The Price of Freedom is Eternal Vigilance
“The price of freedom is eternal vigilance.” Across the centuries it has been said many times by many different people. Thomas Jefferson phrased it in the Revolutionary war style as “The price of liberty…” George Marshall used it; as did Thomas Paine and Abraham Lincoln. It has been used in one form or another by British politicians.
Last week in Dubai, freedom was once more on the docket. The International Telecommunications Union (ITU), an agency of the United Nations, met to write a new U.N. telecommunications treaty. This would be the first rewrite since the beginning of the Internet age.
Arab nations, initially supported by Russia and China, proposed curbs on the free flow of information to and from their countries. They depended on the United States and the West to acquiesce to their demands and allow them to regulate the Internet within their borders.
In the ten days of the conference, the negotiations essentially pitted the West’s desire to preserve the unregulated nature of the Net against developing countries yearning for better Web access and strong-arm states such as Iran and China that closely filter cyberspace.
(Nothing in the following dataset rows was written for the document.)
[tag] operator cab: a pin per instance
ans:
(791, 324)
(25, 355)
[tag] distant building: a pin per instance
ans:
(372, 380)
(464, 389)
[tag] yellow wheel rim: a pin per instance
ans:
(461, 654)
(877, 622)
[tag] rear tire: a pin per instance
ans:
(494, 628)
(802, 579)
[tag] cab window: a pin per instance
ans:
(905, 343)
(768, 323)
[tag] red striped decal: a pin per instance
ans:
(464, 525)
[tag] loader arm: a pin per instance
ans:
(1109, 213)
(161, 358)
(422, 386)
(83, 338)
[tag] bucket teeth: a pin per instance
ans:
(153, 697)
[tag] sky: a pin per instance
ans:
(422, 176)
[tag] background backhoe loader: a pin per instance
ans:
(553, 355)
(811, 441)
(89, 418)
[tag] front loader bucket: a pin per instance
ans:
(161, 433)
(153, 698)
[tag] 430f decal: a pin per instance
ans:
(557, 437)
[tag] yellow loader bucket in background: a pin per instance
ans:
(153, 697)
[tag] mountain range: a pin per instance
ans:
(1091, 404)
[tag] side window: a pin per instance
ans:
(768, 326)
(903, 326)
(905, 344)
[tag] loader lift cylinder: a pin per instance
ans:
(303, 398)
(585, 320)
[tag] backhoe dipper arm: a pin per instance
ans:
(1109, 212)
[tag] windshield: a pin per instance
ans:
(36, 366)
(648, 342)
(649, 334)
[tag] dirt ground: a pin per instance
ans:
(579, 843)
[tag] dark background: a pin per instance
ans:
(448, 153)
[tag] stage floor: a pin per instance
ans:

More than 20 countries joined the U.S. on Friday in refusing to sign the protocols by the U.N.’s International Telecommunications Union, claiming it opens the door to greater government controls of the Net and could be used by authoritarian states to justify further crackdowns on cyberspace.
Using the fig leaf of providing greater Internet access to the world’s least developed regions, the opposing side insisted that they should have a greater sway over Internet affairs and seek to break a perceived Western grip on information technology.
As Americans who love freedom in its most unfettered form, we should be proud of our representatives who fought for the freedom of the Internet. “A free and open Internet with limited restrictions has been critical to its development into one of the greatest tools for empowering people to connect and share information globally,” said U.S. Rep. Zoe Lofgren, who represents part of Silicon Valley, in a statement from Washington.
“But there are countries and groups who wish to exert greater control over the Internet in order to restrict or censor it for political or cultural reasons,” she added. “We need to stand firm against those kinds of threats if we want the Internet to continue as a vibrant engine for innovation, human rights, cultural and economic growth.”
In the end, it was supported by 89 countries in the 193-member U.N. telecoms union. Fifty-five did not sign, including the U.S.-led bloc of more than 20 nations, and others needing home country approval. The remainder did not have high-ranking envoys in Dubai.
Hamadoun Toure, the union’s secretary-general, is one of those who just doesn’t get it, saying that he was “very much surprised” by the U.S. led opposition. Of course, being educated in Moscow, he simply doesn’t understand that the cost of freedom is eternal vigilance.
A ghostly parade of patriots, however, would understand that freedom isn’t always free and we need to defend every effort by any government or international organization to curtail it.